I have a question about harvesting wood from a tree. I live in Wimberley Texas, and my neighbor and I were going to be cutting two cedar trees down soon due to pollen allergy reasons and they are right by our AC units. Anyways, I do own a new Bandsaw with a resaw blade. As far as cutting rough lumber, do you recommend waxing or painting the ends of the boards to control moisture release, or just leaving them as is after cutting them? I’ve never harvested wood from a tree before, so any info is appreciated.



There are few experiences as rewarding as slabbing a tree for wood, even when it’s small scale on a small bandsaw. I have done this for two decades on and off. In Texas you have a couple of “cedar” trees that can be difficult to distinguish from one another but I think that you are talking about the Ashe Juniper, which is the one that gives the miserable allergies people get when they puff out their pollen in bursts and everyone walks around with their eyes watering, sneezing and much worse. Ashe Juniper is what the old ranchers used for “Cedar fence posts” and “blocking” for the underside of the old post and beam ranch houses throughout Texas. It’s not a true cedar but called cedar by everyone.

Ashe Juniper is very resistant to rot, extremely hard and brittle and quite difficult to work, especially with hand tools. It splits and checks readily and rarely yields much working material without sizeable cracks running along the grain.

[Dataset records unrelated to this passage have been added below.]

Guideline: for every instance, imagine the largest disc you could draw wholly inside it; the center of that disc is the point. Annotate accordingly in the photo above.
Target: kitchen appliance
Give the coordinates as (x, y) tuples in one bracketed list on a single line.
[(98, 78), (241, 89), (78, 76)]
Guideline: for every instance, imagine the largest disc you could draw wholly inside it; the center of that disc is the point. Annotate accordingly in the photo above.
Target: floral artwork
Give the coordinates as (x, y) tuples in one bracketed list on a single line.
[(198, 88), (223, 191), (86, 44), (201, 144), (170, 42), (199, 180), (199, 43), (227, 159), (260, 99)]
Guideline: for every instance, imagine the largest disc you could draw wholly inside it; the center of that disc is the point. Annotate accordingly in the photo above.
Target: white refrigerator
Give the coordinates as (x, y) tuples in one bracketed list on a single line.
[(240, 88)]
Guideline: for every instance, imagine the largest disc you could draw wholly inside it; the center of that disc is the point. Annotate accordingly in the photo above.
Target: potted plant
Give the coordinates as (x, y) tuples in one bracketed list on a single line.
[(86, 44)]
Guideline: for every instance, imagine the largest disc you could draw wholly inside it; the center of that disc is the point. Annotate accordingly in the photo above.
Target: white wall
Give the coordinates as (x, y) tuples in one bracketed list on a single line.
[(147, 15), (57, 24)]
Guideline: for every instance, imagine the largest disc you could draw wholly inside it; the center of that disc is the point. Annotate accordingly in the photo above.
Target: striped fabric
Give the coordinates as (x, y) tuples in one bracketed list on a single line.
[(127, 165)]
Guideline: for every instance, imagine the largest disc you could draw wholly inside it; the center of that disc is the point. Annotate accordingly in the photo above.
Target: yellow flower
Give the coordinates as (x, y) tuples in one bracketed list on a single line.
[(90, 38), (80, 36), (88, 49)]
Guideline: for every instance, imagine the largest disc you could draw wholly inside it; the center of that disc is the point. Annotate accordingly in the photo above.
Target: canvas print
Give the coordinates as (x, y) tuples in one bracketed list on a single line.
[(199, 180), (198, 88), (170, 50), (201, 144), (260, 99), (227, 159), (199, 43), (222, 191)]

No matter the wood, sealing the ends with paraffin wax or painting the first 6” will drastically reduce wastage cause by uneven release of moisture from the open ends of the newly cut wood. What happens with new boards is that the ends release moisture more quickly than lock moisture in the mid sections and it’s this inconsistent release that causes the problems. Slowing this release from the end areas is the best way to do this and so we apply paint or wax to even out the disparity and this is especially important when wind is present. Seal the ends as soon as possible after cutting and in any case within 24 hours when possible. I like the surface areas to dry before applying the paint or I use a latex paint of the wood is wet. I think it’s a matter of choice but oil-based paint seems to work better than latex and paraffin wax works best. I have bought wax at a good price from places like the Candle Factory. Warm it gently in a double burner or an old electric crock-pot from the flea market. Dip the ends or paint it on.

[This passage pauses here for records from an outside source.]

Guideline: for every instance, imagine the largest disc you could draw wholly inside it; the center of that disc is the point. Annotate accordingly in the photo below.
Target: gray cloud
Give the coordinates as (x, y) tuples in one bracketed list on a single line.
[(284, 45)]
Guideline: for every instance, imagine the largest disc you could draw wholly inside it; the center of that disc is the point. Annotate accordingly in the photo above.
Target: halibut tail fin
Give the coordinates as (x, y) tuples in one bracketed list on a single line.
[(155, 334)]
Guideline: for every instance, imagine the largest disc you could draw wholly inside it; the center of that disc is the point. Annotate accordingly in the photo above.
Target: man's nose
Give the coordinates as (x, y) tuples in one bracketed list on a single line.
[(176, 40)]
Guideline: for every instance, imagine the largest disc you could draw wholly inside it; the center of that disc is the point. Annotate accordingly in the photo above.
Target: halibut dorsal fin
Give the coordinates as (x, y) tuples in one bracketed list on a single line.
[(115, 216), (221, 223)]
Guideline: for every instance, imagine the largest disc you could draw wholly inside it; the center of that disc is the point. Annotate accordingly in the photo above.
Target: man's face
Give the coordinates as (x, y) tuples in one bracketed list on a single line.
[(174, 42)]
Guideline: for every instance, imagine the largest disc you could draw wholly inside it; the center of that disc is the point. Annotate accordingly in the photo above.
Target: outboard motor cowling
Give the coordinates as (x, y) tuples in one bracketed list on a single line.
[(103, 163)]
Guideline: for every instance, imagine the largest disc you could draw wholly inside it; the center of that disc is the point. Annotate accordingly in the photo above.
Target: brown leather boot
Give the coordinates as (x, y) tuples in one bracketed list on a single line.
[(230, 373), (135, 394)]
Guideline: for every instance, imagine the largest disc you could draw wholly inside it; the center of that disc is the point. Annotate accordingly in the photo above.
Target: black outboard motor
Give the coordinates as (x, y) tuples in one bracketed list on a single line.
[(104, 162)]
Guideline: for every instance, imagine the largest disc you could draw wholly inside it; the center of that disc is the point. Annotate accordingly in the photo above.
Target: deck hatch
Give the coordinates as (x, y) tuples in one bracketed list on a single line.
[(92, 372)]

The other wood in the area is the very different species Eastern Red Cedar. This is an incredible wood in that it releases moisture from the main body of wood very rapidly and degrade is much less than with the Ashe Juniper. In fact, it’s so rapid you can use the wood within a month of cutting. This is the cedar they also call Aromatic Cedar. This wood has the solid purple heartwood or indeed purple streaks that run throughout the core wood. People use it for cedar chests and lining closets and chests to repel insects and moths. Cutting into Ashe Juniper or Eastern Red Cedar releases the strongest cedar aroma you’ve ever experienced. Both can cause highly allergic reactions in anyone so where a dust mask throughout milling and subsequent processes.

You are about to enter the very rewarding world or Real Woodworking so enjoy the challenges and experience life.

1 thought on “Q&A Harvesting trees for free wood”


    Hi Paul,
    there are some truth when people speak about arvesting in determined moon’s phases?
    I’ve heard that if you arvest the tree with a detrminated phase of the moon, the worm won’t ever attach the wood, but I think that worms like wood in any way.
    I like very much your approach to real work, WOODWORK!